While the black church is powerful, “The black community is not a monolith,” cautioned Cobb-Hunter, who has not endorsed a candidate. “They talk about ‘feel the Bern’ – he needs to convert his message so that people of color can feel the Bern.”
The governor’s ethics ‘Hail Mary’
In her sixth annual State-of-the-State address, S.C. Gov. Nikki Haley applauded how South Carolinians came together in the wake of the Emanuel AME Church shooting to bring down the Confederate flag. She highlighted the lives of the victims and the forgiveness their families showed in the days following the Charleston massacre.
“It is my fervent wish that, in this year, we, as the representatives of those people, act in a manner that is worthy of that greatness,” Haley appealed to lawmakers.
Haley’s message was one of unity.
Then, Haley – unhappy the state Senate has failed to pass House-passed ethics reform proposals – went off script, asking senators to stand up if they supported changes to the state’s ethics laws, including independent review of allegations against lawmakers, who now investigate themselves.
About a third of the chamber’s 46 senators stood up, including Haley ally Larry Martin, R-Pickens, who has attempted to shepherd the ethics bills through the upper chamber.
“Ladies and gentleman, we finally got to see what that vote might look like,” Haley said, adding, “I hope that this will be the last year we talk about ethics reform.”
Not everyone was pleased with the Republican governor’s move.

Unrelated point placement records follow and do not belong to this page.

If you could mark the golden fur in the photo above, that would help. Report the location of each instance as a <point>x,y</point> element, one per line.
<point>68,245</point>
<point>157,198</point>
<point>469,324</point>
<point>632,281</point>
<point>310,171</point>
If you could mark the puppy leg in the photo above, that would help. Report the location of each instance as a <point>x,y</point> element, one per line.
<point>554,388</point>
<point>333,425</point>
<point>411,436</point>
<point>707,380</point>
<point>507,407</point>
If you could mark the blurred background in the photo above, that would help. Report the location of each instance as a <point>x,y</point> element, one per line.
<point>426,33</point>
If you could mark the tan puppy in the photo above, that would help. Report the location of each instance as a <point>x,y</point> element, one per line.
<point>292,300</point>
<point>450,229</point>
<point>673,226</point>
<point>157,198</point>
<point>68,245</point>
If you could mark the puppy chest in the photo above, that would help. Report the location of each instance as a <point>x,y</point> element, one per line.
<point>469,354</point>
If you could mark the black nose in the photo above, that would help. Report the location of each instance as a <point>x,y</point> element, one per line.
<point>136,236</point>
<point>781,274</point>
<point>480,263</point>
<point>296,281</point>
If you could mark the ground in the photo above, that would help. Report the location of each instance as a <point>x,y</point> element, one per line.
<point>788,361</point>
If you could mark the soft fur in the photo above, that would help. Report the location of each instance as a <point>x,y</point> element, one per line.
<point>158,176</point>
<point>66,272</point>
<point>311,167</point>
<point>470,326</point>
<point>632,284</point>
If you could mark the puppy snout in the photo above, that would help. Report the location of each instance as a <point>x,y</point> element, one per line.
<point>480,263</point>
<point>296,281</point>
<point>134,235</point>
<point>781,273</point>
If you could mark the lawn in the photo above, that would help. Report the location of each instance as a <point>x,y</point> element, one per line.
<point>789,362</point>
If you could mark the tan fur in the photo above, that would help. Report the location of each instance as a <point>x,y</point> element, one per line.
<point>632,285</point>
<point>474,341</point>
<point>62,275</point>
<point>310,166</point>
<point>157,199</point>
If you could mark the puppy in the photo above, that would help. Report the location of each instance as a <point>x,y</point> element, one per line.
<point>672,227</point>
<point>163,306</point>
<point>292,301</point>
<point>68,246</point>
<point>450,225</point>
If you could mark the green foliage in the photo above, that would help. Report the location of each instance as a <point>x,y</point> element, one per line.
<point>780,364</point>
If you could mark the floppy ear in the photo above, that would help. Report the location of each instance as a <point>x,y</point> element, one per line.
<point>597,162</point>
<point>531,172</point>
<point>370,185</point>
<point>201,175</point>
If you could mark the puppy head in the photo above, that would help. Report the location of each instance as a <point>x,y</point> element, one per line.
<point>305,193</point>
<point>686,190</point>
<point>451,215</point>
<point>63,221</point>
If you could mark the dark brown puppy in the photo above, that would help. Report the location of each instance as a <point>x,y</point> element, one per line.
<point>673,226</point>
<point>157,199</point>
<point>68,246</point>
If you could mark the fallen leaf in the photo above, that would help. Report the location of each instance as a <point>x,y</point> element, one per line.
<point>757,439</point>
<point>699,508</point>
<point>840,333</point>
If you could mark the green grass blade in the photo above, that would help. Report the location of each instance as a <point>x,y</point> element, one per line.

“Talk about independent review. Is that what she went through?” state Sen. Brad Hutto, D-Orangeburg, railed Thursday from the Senate well, referring to the 2012 investigation into ethics allegations against Haley, who was cleared by the majority-GOP House Ethics Committee.
There’s also the question of how many senators heard Haley’s show-of-support request.
“I don’t want to suggest that we have a lot of folks that are hard of hearing,” Martin said afterward. “We could follow what she was saying, because we had a copy of the speech.
“But, when she deviated from the script, I’m not sure some of our older members heard what she said. The acoustics on our side of the chamber were terrible.
“Man, it was awfully hard to hear.”
▪ Mulvaney returns to the S.C. Senate. It isn’t often that a U.S. congressman testifies at the State House. But at 9 a.m. Wednesday (weather permitting), U.S. Rep. Mick Mulvaney, R-Indian Land, will testify before the Senate General Committee about refugees. The committee is considering two related pieces of legislation aimed at restricting refugee resettlement in South Carolina.
▪ A not-so-red state? According to the S.C. Club for Growth Foundation, South Carolina is not as conservative as it should be. Seventy percent of S.C. lawmakers failed the limited-government group’s “conservative” test.
In report cards issued Thursday, 119 of the state’s 170 legislators failed to vote in concert with the club’s agenda, which included upholding gubernatorial vetoes, supporting ethics reforms and shelving the Confederate flag.
Only five S.C. Republican lawmakers received perfect scores: House Rep. Garry Smith of Greenville, and Sens. Ross Turner and Mike Fair of Greenville, Paul Thurmond of Charleston and Tom Young of Aiken. Thirteen more lawmakers received a “B.” (Go to thestate.com, and you can see how your representatives and senators performed, according to the group, by following the links in this story.)
▪ The fittest of them all. Stairwells at the State House might be a bit crowded this session. About 100 S.C. lawmakers and state officials will be outfitted with Fitbit activity trackers in hopes of making the State House a healthier place – physically, that is.
State Rep. Neal Collins, R-Pickens, has joined efforts with the S.C. Hospital Association and YMCAs across the state to drive the effort. The lawmakers’ progress will be announced at the end of the legislative session.
2016 in S.C.
Donald Trump: The GOP presidential front-runner will hold a Lexington County rally at 7 p.m. Wednesday at the Harmon Tree Farm in Gilbert, 3152 Augusta Road.